The workers are trapped in abject poverty. It is common for four or five workers to be forced to share one tiny, bare room in a dangerous slum area, without running water or plumbing. Many workers get up early to walk miles to work since they cannot afford the 12 cents it costs to share a bicycle rickshaw. Even living under these conditions, workers cannot afford to purchase the most basic food necessities. Workers tell you that their lives lack dignity and decency. They live from hand to mouth, from day to day. No one has any savings. One garment worker put it this way: "It is a great sin to be born into this world a garment worker."

The women's families are also collapsing. Working seven days a week, the women are exhausted. They are rarely home. Their children are left alone and sick.

When you ask the women what they would need to earn to restore a modicum of dignity to their lives, they respond that they could climb out of misery and into poverty if they earned 34 cents an hour.

What would happen if the universities insisted that their licensees in Bangladesh pay at least a subsistence-level wage of 34 cents an hour? Would the sky fall in on corporate profits? Hardly. If the women of Bangladesh were paid 34 cents an hour, there would then be three cents of labor involved in sewing each cap, which would still be less than 2/10ths of one percent of the $17.43 retail price! Surely, Nike and the universities could afford that.

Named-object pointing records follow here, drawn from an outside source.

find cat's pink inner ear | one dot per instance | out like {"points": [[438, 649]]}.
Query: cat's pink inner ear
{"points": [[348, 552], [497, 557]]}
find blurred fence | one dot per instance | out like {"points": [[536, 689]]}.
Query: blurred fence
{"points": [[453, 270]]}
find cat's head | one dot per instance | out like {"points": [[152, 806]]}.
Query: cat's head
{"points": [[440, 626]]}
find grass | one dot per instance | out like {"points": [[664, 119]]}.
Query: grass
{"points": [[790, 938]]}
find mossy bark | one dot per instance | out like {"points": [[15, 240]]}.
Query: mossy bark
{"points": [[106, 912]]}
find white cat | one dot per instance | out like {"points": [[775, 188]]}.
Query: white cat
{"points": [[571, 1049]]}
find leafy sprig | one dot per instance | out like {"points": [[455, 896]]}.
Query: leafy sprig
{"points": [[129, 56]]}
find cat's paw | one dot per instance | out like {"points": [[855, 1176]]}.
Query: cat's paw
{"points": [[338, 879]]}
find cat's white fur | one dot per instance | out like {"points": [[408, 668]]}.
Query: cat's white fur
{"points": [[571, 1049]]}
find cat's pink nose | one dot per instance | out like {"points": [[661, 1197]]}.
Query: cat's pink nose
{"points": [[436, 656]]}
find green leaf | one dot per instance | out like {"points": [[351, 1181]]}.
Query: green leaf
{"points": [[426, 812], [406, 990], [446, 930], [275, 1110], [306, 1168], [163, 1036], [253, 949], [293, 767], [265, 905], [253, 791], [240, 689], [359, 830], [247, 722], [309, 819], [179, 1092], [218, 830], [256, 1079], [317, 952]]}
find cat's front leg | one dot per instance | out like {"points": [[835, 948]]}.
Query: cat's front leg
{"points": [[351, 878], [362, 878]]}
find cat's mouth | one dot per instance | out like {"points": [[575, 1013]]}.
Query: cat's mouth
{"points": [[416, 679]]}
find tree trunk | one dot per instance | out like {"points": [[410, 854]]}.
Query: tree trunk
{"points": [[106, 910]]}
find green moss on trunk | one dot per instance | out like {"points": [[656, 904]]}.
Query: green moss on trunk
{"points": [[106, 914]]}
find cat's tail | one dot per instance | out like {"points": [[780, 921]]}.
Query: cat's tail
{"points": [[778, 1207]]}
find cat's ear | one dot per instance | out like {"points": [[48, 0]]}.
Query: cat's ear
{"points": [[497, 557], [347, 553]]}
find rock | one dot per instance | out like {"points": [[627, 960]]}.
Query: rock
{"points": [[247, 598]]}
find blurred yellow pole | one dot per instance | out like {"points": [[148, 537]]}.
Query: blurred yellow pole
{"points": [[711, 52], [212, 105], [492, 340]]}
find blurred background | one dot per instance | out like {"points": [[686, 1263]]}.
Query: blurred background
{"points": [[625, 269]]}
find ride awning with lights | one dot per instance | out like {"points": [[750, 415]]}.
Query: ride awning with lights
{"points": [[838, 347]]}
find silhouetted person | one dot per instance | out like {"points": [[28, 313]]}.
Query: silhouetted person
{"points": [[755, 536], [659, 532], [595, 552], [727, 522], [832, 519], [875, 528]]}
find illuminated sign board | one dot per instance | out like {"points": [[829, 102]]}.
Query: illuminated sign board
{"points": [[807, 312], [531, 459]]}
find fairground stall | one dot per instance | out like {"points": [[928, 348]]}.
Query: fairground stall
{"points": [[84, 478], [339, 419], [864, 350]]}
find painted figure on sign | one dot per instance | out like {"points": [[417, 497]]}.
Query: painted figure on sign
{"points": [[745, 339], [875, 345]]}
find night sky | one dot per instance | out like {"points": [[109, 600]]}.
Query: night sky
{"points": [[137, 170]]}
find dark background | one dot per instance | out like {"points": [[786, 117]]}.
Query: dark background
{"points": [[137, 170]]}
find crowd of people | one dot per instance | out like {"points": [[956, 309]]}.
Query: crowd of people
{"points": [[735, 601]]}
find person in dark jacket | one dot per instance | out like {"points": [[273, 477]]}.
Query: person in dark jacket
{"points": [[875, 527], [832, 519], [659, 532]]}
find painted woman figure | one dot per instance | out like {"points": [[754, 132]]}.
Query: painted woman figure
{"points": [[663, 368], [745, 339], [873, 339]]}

BANGLADESH WORKERS' DEMANDS 

The workers are asking that we urge our corporations and universities to keep production in Bangladesh and not to cut and run. The companies should stay in Bangladesh, and work with their licensees and contractors to improve factory conditions and guarantee respect for human and worker rights.

Specific demands:

  1. One rest day off per week with no reduction in pay;
  2. An end to all forced overtime, especially the grueling mandatory 20-hour all-night shifts;
  3. An immediate end to all physical punishment and intimidation;
  4. A guarantee that all legal maternity leave and benefits will be paid; and,
  5. Respect for the workers' right to organize-not just on paper but in reality, and that the practice of blacklisting be outlawed.

 

The photographs of workers appearing in this report were taken at several different locations in Bangladesh. They are not necessarily related to any specific factories and conditions described in the report.